During one class, I had a major lightbulb moment. It focused on the work of Dr. Gabor Maté, who argues that when authenticity threatens attachment, attachment wins. Every time. I didn't need him to explain that to me — I'd been living it since family TV time. But something about hearing it spelled out hit me hard.
It was just one more piece of the existential puzzle I’ve been attempting to assemble, and one I probably won’t ever finish. (Does anybody?) At least, for now, I feel like I’m finally creating someone who looks a lot more like me — messy but still worthy of belonging — instead of performing a polished version of her.
On the page and off.









Performing to creating to allowing then on to being at some point perhaps? It's funny because authenticity can feel like such a powerful relief - like a real breakthrough to freedom - a horizon finally reached.
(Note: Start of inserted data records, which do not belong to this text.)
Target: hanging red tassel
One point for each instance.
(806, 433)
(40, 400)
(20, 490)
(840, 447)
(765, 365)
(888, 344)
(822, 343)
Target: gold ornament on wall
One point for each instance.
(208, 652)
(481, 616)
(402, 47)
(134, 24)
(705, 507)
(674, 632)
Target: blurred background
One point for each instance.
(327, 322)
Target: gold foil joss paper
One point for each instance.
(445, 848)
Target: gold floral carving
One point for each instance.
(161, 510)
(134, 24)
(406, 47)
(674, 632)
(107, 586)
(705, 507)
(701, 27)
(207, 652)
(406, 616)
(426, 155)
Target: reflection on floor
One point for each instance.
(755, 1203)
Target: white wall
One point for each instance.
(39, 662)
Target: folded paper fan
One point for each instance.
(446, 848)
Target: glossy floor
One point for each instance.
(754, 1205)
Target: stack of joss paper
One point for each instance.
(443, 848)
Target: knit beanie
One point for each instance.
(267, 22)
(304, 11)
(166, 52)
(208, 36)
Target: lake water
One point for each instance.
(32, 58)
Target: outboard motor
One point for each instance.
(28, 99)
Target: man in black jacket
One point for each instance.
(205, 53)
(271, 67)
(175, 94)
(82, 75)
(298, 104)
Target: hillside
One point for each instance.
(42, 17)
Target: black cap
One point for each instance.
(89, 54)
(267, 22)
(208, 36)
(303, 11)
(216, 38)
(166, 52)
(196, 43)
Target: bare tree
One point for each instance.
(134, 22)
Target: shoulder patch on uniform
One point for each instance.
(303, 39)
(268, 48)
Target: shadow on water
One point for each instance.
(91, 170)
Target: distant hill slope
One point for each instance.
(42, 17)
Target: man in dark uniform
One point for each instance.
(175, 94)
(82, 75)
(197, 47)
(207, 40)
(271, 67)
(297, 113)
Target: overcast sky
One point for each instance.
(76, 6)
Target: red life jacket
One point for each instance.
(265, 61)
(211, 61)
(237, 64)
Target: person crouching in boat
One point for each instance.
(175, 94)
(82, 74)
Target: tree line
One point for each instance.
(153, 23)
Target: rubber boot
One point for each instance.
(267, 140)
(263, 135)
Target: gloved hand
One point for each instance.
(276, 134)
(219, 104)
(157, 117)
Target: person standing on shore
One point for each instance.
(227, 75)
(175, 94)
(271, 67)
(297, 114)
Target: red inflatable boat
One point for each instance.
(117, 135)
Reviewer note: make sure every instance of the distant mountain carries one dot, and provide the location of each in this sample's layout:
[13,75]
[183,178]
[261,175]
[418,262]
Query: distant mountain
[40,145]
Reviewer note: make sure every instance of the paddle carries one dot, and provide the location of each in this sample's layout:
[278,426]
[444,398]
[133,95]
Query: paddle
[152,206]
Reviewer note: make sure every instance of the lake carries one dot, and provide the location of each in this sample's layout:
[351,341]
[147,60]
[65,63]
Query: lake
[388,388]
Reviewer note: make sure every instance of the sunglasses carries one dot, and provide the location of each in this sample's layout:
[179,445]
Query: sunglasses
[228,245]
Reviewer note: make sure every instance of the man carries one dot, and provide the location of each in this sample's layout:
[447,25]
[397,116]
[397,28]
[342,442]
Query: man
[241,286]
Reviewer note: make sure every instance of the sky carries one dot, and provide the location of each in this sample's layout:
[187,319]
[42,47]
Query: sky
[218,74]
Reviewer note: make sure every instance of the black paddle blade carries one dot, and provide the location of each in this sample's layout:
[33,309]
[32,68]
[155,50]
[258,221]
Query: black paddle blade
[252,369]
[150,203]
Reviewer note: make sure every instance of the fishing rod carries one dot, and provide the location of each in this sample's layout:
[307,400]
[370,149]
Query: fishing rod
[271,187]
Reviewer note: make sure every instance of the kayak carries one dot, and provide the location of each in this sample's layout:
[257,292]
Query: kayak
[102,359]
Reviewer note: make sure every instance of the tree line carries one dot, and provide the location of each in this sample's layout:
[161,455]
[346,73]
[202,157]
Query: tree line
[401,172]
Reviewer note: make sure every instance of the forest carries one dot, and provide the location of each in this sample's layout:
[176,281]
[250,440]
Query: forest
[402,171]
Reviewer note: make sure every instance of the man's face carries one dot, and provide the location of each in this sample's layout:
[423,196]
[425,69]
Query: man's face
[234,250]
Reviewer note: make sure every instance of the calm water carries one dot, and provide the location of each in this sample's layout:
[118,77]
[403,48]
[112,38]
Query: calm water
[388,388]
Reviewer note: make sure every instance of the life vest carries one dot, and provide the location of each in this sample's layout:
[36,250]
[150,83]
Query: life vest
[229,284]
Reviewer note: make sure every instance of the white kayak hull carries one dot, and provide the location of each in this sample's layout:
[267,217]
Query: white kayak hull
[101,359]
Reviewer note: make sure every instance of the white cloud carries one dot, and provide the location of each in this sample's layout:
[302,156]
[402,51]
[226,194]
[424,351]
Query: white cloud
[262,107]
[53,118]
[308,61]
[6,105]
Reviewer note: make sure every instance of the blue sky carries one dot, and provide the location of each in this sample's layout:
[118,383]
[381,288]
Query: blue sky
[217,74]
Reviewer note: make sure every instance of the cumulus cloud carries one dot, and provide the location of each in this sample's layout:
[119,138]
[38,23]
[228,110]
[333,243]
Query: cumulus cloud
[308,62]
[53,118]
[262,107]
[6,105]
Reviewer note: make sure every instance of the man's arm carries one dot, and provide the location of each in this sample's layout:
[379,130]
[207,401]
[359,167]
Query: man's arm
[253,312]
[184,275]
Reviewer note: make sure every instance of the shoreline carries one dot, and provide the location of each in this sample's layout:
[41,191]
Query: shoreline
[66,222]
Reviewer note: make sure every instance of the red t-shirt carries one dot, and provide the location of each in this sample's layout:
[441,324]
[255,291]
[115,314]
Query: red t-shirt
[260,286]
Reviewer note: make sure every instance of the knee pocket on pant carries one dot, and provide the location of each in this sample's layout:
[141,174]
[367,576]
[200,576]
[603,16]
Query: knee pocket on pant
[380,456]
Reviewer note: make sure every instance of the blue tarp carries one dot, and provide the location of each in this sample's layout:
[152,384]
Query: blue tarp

And too, it can feel (to me) incredibly lonely. For to fully 100% be yourself, it requires shedding all the attachments. Which on the one hand like I said is freedom and a kind of ultimate pureness of existence. But those attachments can feel good - they can really coddle the soul. The sad, fearful, competitive child inside me wants to feel the warm protective embrace sometimes, even if it means setting aside that powerful soaring of the soul feeling. Great article. I expected funny, flippant, and from the 1970's memory bank, which was all there for sure, but coupled with the existential puzzling introspection, it delivered doubly! (there's a crumb for the performative self - haha).
Alexa, I really enjoyed this post. You articulated the performance trap so clearly in a way that resonates for a lot of people, including myself.
I like that you are treating your Substack space as “rehab.” We have all made the trade of authenticity for attachment and acceptance at some point in our lives. My trades began early in childhood because I saw it as a survival mechanism. The real work begins when we finally realize that we don’t have to make that trade anymore. Thank you for pulling back the curtain.